Spend plans embedded in strategies enforce budget discipline and pacing across the three required purchases.
Purchases can trigger negotiation where success probability combines stall discounts and expert bonuses, bounded by global negotiation ceilings. Experts also modulate consultation duration, trust-weighted chat probability, target margins, and post-market leftover picks funded by reserved budgets, adding personality-driven variance to item selection.
Movement is governed by pixel-per-second speeds scaled by a market pace multiplier; buy actions require proximity (buy_radius_px). Teams wander, consult, reconsider (“backtrack”), or commit to purchases based on timers drawn from configurable ranges, producing naturalistic shopping cadence. Host avatars exit the scene according to separate timing and speed parameters to mirror televised pacing.
An independent auctioneer appraises items using accuracy-driven lognormal noise, clamped by appraisal caps to prevent runaway valuations. The auction house applies category demand multipliers, condition adjustments, and episode mood (hot/cold/mixed) to compute sale prices with bounded volatility. Auctions proceed through team items, then optional expert picks, recording realized margins per lot.
Totals compute spend, revenue, and profit per team; the Golden Gavel bonus is awarded when all three team-bought items profit, echoing show incentives. The winner is chosen by profit, while HUD elements summarize budgets, appraisals, and auction outcomes.
- Stochastic foundations: A single RNG drives layout, inventory draws, movement jitter, negotiation results, and auctions, making seeds reproducible experiments.
- Balance configuration:
sim/balance_config.pycentralizes tunables (pricing ranges, negotiation bounds, auctioneer accuracy, auction mood distributions, appraisal caps, and gavel thresholds). This separation allows controlled experiments on market liquidity, volatility, and appraisal bias. - Human-like behavior modeling: Timers for decision and consultation durations, revisit probabilities, and cooldowns encode bounded rationality and attention switching, while team formation offsets maintain coherent on-screen motion.
- Economic realism: Pricing styles set pre-auction anchor values; negotiation clamps prevent exploitative discounts; auction demand and mood emulate market sentiment; appraisal clamping avoids overvaluation bubbles.
- Design exploration: Adjusting balance configs or item sources tests how pricing regimes, expert skill, or auction sentiment affect profitability distributions.
- AI behavior studies: Comparing ValueHunter vs.

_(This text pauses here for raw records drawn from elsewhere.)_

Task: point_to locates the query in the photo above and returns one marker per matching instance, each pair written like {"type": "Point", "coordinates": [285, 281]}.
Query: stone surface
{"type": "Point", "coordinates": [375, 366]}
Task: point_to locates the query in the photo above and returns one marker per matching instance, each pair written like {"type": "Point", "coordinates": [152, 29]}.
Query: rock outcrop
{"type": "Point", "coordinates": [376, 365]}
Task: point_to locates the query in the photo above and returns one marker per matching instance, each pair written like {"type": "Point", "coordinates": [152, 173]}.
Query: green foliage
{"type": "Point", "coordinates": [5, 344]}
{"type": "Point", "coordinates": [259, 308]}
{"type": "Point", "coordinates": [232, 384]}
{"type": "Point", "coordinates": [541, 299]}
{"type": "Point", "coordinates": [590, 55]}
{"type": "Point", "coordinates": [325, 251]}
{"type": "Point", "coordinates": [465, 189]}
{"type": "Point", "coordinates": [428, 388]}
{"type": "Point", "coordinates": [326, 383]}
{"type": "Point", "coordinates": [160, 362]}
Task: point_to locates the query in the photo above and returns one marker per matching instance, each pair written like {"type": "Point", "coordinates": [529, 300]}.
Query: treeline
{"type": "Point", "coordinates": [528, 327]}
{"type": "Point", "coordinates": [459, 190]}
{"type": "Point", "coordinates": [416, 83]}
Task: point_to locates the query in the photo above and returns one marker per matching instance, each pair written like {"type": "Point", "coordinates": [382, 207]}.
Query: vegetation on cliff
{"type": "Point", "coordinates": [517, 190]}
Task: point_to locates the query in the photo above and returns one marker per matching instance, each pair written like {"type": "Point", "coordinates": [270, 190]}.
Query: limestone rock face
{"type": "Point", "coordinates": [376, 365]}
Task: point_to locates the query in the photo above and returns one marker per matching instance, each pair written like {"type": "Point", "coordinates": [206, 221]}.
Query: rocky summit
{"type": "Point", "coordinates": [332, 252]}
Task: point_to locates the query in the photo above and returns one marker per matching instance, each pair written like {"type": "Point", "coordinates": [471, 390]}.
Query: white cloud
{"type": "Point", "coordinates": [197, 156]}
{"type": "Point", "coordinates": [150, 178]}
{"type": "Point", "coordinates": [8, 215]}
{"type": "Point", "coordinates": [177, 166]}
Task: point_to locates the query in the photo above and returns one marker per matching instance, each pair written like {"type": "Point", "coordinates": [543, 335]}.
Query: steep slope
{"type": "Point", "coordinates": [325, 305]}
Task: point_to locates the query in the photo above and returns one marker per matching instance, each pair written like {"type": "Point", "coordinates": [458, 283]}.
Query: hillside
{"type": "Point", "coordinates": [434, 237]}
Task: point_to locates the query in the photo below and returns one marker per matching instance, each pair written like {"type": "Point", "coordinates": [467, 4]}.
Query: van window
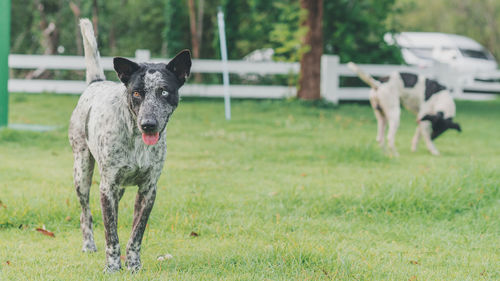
{"type": "Point", "coordinates": [476, 54]}
{"type": "Point", "coordinates": [423, 53]}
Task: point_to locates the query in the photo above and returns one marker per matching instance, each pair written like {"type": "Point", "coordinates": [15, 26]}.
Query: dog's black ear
{"type": "Point", "coordinates": [180, 65]}
{"type": "Point", "coordinates": [455, 126]}
{"type": "Point", "coordinates": [428, 118]}
{"type": "Point", "coordinates": [124, 68]}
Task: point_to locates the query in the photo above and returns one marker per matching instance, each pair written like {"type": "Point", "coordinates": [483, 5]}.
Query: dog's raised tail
{"type": "Point", "coordinates": [92, 58]}
{"type": "Point", "coordinates": [364, 76]}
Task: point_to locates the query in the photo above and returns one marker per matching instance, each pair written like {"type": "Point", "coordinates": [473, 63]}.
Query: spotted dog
{"type": "Point", "coordinates": [122, 126]}
{"type": "Point", "coordinates": [430, 101]}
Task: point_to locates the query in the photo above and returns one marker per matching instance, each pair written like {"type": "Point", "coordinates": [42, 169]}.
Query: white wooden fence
{"type": "Point", "coordinates": [331, 71]}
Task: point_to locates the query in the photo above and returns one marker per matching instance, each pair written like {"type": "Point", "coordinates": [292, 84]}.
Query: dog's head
{"type": "Point", "coordinates": [152, 91]}
{"type": "Point", "coordinates": [440, 124]}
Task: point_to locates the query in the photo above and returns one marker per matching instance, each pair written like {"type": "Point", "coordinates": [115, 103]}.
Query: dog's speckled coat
{"type": "Point", "coordinates": [107, 125]}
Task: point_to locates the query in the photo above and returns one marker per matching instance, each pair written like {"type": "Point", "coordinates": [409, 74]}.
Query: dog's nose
{"type": "Point", "coordinates": [149, 125]}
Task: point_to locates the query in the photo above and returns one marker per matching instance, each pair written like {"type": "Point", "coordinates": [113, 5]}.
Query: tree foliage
{"type": "Point", "coordinates": [352, 29]}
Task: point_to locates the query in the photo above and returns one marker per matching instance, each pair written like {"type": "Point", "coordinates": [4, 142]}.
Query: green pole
{"type": "Point", "coordinates": [4, 60]}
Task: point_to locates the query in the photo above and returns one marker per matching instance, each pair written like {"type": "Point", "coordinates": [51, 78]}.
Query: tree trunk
{"type": "Point", "coordinates": [95, 17]}
{"type": "Point", "coordinates": [49, 40]}
{"type": "Point", "coordinates": [310, 63]}
{"type": "Point", "coordinates": [196, 27]}
{"type": "Point", "coordinates": [78, 37]}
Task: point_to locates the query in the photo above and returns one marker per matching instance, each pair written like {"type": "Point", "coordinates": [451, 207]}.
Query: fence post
{"type": "Point", "coordinates": [142, 55]}
{"type": "Point", "coordinates": [330, 78]}
{"type": "Point", "coordinates": [4, 61]}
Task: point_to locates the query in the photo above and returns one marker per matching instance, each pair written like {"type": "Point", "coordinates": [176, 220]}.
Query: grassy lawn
{"type": "Point", "coordinates": [284, 191]}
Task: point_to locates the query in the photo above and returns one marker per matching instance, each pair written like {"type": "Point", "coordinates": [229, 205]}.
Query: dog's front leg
{"type": "Point", "coordinates": [416, 139]}
{"type": "Point", "coordinates": [143, 204]}
{"type": "Point", "coordinates": [109, 205]}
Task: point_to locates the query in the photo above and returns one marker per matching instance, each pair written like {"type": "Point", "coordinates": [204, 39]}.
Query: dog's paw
{"type": "Point", "coordinates": [134, 268]}
{"type": "Point", "coordinates": [435, 152]}
{"type": "Point", "coordinates": [89, 247]}
{"type": "Point", "coordinates": [112, 268]}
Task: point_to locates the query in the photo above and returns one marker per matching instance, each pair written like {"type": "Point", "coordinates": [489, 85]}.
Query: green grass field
{"type": "Point", "coordinates": [285, 191]}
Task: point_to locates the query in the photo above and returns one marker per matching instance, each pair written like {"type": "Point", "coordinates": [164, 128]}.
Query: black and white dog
{"type": "Point", "coordinates": [122, 126]}
{"type": "Point", "coordinates": [426, 98]}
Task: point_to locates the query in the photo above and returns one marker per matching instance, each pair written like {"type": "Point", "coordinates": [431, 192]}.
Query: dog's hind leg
{"type": "Point", "coordinates": [379, 115]}
{"type": "Point", "coordinates": [143, 204]}
{"type": "Point", "coordinates": [393, 128]}
{"type": "Point", "coordinates": [425, 128]}
{"type": "Point", "coordinates": [83, 171]}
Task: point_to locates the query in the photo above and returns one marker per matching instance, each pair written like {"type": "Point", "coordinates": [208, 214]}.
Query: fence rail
{"type": "Point", "coordinates": [331, 72]}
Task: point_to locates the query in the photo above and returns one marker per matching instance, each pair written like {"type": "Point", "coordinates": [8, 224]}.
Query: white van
{"type": "Point", "coordinates": [424, 49]}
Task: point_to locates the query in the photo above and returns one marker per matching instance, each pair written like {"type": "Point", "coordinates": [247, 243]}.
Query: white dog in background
{"type": "Point", "coordinates": [426, 98]}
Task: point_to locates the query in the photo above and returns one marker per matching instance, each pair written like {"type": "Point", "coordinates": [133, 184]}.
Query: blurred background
{"type": "Point", "coordinates": [352, 29]}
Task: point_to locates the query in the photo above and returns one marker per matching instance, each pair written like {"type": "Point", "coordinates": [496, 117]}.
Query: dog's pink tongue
{"type": "Point", "coordinates": [150, 139]}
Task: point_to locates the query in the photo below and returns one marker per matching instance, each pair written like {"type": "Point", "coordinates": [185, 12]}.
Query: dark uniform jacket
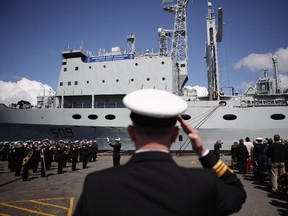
{"type": "Point", "coordinates": [277, 152]}
{"type": "Point", "coordinates": [151, 183]}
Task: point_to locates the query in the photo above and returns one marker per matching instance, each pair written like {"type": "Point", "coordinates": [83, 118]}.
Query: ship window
{"type": "Point", "coordinates": [278, 116]}
{"type": "Point", "coordinates": [92, 117]}
{"type": "Point", "coordinates": [186, 117]}
{"type": "Point", "coordinates": [110, 117]}
{"type": "Point", "coordinates": [229, 117]}
{"type": "Point", "coordinates": [76, 116]}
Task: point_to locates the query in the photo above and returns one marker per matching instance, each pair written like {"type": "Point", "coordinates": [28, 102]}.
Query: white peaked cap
{"type": "Point", "coordinates": [155, 103]}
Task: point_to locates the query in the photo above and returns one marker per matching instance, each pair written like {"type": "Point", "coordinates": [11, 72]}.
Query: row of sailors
{"type": "Point", "coordinates": [23, 156]}
{"type": "Point", "coordinates": [266, 157]}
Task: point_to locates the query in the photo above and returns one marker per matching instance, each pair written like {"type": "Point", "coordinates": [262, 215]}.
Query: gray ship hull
{"type": "Point", "coordinates": [58, 124]}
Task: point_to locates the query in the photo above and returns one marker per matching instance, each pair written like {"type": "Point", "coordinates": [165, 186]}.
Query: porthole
{"type": "Point", "coordinates": [92, 117]}
{"type": "Point", "coordinates": [186, 117]}
{"type": "Point", "coordinates": [110, 117]}
{"type": "Point", "coordinates": [76, 116]}
{"type": "Point", "coordinates": [229, 117]}
{"type": "Point", "coordinates": [278, 116]}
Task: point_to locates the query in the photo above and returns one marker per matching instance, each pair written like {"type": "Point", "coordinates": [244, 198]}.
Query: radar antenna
{"type": "Point", "coordinates": [179, 39]}
{"type": "Point", "coordinates": [211, 51]}
{"type": "Point", "coordinates": [276, 74]}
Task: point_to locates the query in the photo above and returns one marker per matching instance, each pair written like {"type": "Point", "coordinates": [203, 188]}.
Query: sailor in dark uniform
{"type": "Point", "coordinates": [19, 155]}
{"type": "Point", "coordinates": [60, 156]}
{"type": "Point", "coordinates": [84, 152]}
{"type": "Point", "coordinates": [151, 182]}
{"type": "Point", "coordinates": [27, 160]}
{"type": "Point", "coordinates": [116, 150]}
{"type": "Point", "coordinates": [74, 156]}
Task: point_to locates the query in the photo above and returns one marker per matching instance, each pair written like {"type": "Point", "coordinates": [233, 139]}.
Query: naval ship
{"type": "Point", "coordinates": [88, 101]}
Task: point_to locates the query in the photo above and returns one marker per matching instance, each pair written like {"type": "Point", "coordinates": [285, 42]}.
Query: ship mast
{"type": "Point", "coordinates": [179, 39]}
{"type": "Point", "coordinates": [211, 51]}
{"type": "Point", "coordinates": [276, 74]}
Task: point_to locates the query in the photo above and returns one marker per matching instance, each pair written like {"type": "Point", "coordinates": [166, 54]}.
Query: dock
{"type": "Point", "coordinates": [57, 194]}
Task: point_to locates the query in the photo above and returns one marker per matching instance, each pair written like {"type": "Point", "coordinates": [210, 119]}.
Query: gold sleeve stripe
{"type": "Point", "coordinates": [220, 168]}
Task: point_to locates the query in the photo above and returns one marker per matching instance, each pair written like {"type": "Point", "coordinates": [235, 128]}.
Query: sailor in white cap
{"type": "Point", "coordinates": [151, 181]}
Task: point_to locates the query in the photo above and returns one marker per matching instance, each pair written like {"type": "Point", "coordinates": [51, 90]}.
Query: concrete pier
{"type": "Point", "coordinates": [57, 194]}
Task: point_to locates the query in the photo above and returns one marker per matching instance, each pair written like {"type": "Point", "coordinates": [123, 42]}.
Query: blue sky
{"type": "Point", "coordinates": [34, 32]}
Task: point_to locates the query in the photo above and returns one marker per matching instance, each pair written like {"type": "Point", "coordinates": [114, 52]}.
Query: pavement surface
{"type": "Point", "coordinates": [58, 194]}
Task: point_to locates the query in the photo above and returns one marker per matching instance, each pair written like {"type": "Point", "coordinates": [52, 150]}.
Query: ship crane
{"type": "Point", "coordinates": [179, 49]}
{"type": "Point", "coordinates": [211, 51]}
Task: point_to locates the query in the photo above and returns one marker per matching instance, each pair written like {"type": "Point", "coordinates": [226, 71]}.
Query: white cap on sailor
{"type": "Point", "coordinates": [150, 106]}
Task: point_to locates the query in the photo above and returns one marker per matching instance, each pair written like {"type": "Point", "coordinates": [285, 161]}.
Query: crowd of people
{"type": "Point", "coordinates": [266, 159]}
{"type": "Point", "coordinates": [39, 155]}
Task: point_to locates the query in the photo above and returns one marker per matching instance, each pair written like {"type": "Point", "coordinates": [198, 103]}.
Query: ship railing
{"type": "Point", "coordinates": [259, 103]}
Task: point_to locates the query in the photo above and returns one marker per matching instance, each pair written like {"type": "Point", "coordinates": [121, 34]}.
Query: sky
{"type": "Point", "coordinates": [33, 34]}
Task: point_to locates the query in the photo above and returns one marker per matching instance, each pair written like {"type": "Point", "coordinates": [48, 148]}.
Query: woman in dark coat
{"type": "Point", "coordinates": [116, 151]}
{"type": "Point", "coordinates": [242, 155]}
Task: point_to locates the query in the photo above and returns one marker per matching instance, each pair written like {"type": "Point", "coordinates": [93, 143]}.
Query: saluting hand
{"type": "Point", "coordinates": [195, 139]}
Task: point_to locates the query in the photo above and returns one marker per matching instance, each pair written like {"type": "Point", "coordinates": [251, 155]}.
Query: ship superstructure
{"type": "Point", "coordinates": [88, 100]}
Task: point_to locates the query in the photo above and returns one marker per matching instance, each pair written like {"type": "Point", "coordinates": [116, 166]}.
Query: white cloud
{"type": "Point", "coordinates": [256, 62]}
{"type": "Point", "coordinates": [24, 89]}
{"type": "Point", "coordinates": [284, 81]}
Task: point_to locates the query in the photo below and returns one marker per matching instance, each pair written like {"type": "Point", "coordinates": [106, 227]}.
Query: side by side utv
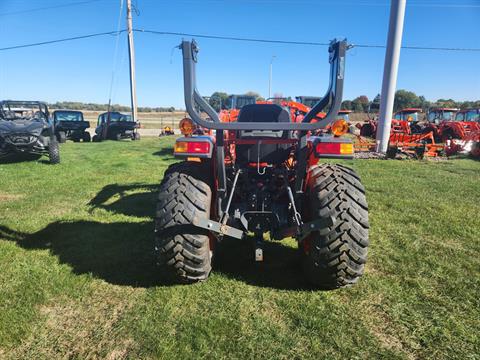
{"type": "Point", "coordinates": [262, 174]}
{"type": "Point", "coordinates": [114, 125]}
{"type": "Point", "coordinates": [26, 132]}
{"type": "Point", "coordinates": [70, 125]}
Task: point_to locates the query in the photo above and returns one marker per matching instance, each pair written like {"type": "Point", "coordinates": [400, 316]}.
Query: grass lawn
{"type": "Point", "coordinates": [77, 274]}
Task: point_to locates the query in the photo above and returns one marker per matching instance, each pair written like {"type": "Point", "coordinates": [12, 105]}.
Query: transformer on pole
{"type": "Point", "coordinates": [390, 72]}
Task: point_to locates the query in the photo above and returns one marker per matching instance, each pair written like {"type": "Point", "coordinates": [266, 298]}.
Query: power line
{"type": "Point", "coordinates": [62, 40]}
{"type": "Point", "coordinates": [234, 38]}
{"type": "Point", "coordinates": [218, 37]}
{"type": "Point", "coordinates": [48, 7]}
{"type": "Point", "coordinates": [272, 41]}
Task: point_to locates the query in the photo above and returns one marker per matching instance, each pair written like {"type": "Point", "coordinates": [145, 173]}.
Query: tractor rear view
{"type": "Point", "coordinates": [262, 174]}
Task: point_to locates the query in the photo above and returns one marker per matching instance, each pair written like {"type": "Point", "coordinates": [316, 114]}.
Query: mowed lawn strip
{"type": "Point", "coordinates": [77, 274]}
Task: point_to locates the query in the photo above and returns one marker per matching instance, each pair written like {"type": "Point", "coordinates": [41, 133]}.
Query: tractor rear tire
{"type": "Point", "coordinates": [86, 137]}
{"type": "Point", "coordinates": [54, 152]}
{"type": "Point", "coordinates": [61, 137]}
{"type": "Point", "coordinates": [182, 249]}
{"type": "Point", "coordinates": [335, 255]}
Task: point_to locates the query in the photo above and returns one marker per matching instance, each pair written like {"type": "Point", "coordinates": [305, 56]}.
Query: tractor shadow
{"type": "Point", "coordinates": [119, 253]}
{"type": "Point", "coordinates": [15, 159]}
{"type": "Point", "coordinates": [136, 199]}
{"type": "Point", "coordinates": [280, 269]}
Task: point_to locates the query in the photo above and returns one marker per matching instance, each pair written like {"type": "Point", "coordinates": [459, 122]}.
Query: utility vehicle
{"type": "Point", "coordinates": [114, 125]}
{"type": "Point", "coordinates": [261, 174]}
{"type": "Point", "coordinates": [25, 131]}
{"type": "Point", "coordinates": [70, 125]}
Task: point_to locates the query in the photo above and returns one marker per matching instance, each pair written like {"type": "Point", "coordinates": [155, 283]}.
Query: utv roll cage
{"type": "Point", "coordinates": [333, 97]}
{"type": "Point", "coordinates": [10, 105]}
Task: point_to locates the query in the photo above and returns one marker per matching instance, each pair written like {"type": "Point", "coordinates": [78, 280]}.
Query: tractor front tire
{"type": "Point", "coordinates": [182, 249]}
{"type": "Point", "coordinates": [334, 256]}
{"type": "Point", "coordinates": [54, 152]}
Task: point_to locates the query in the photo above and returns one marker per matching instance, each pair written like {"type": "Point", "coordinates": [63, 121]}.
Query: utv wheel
{"type": "Point", "coordinates": [183, 250]}
{"type": "Point", "coordinates": [62, 137]}
{"type": "Point", "coordinates": [335, 255]}
{"type": "Point", "coordinates": [54, 152]}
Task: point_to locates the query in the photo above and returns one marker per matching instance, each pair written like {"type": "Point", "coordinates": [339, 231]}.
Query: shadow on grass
{"type": "Point", "coordinates": [14, 159]}
{"type": "Point", "coordinates": [130, 200]}
{"type": "Point", "coordinates": [119, 253]}
{"type": "Point", "coordinates": [280, 269]}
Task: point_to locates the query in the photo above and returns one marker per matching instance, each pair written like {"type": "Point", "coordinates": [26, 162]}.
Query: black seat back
{"type": "Point", "coordinates": [269, 153]}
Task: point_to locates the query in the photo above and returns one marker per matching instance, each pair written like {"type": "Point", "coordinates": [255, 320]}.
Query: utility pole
{"type": "Point", "coordinates": [131, 56]}
{"type": "Point", "coordinates": [270, 77]}
{"type": "Point", "coordinates": [390, 72]}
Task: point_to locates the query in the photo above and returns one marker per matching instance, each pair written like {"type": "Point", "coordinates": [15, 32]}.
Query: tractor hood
{"type": "Point", "coordinates": [33, 127]}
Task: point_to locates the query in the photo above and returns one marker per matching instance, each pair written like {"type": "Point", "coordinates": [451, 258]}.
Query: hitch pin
{"type": "Point", "coordinates": [258, 160]}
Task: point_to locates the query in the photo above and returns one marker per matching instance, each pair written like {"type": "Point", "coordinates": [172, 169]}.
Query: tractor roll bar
{"type": "Point", "coordinates": [337, 51]}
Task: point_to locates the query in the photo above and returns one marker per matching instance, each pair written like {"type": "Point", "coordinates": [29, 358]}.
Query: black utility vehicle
{"type": "Point", "coordinates": [25, 131]}
{"type": "Point", "coordinates": [116, 126]}
{"type": "Point", "coordinates": [70, 125]}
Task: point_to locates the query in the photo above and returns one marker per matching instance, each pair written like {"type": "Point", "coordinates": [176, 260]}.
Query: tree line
{"type": "Point", "coordinates": [75, 105]}
{"type": "Point", "coordinates": [405, 99]}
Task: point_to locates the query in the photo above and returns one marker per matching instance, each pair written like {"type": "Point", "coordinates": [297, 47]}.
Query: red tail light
{"type": "Point", "coordinates": [191, 146]}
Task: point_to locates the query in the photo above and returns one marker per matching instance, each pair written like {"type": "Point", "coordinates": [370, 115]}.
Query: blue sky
{"type": "Point", "coordinates": [81, 70]}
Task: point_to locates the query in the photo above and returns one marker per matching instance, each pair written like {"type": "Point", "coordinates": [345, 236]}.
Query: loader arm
{"type": "Point", "coordinates": [333, 97]}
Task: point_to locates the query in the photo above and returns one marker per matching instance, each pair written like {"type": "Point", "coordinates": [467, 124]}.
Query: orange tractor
{"type": "Point", "coordinates": [262, 173]}
{"type": "Point", "coordinates": [406, 136]}
{"type": "Point", "coordinates": [459, 130]}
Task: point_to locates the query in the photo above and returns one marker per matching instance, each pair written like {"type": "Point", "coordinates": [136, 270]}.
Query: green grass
{"type": "Point", "coordinates": [77, 278]}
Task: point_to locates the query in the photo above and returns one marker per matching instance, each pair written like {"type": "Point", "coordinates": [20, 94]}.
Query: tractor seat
{"type": "Point", "coordinates": [263, 113]}
{"type": "Point", "coordinates": [268, 153]}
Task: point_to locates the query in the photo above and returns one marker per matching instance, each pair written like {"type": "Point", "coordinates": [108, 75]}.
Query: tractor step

RiskAverse outcomes across seeds highlights sensitivity to condition thresholds and margin targets.
- Content authoring: Template-driven items with imagery allow rapid expansion of episodes without code changes, enabling qualitative user studies on perceived realism.
- Educational demos: The simulator illustrates end-to-end economic pipelines—sourcing, negotiation, appraisal, and auction—within an interactive, observable environment.
- Sensitivity analysis on negotiation probabilities and appraisal caps to quantify profit variance.
- Comparative runs with different item datasets to measure how visual fidelity influences perceived fairness or enjoyment.
- Parameter sweeps on market duration and pace to balance watchability against strategic depth.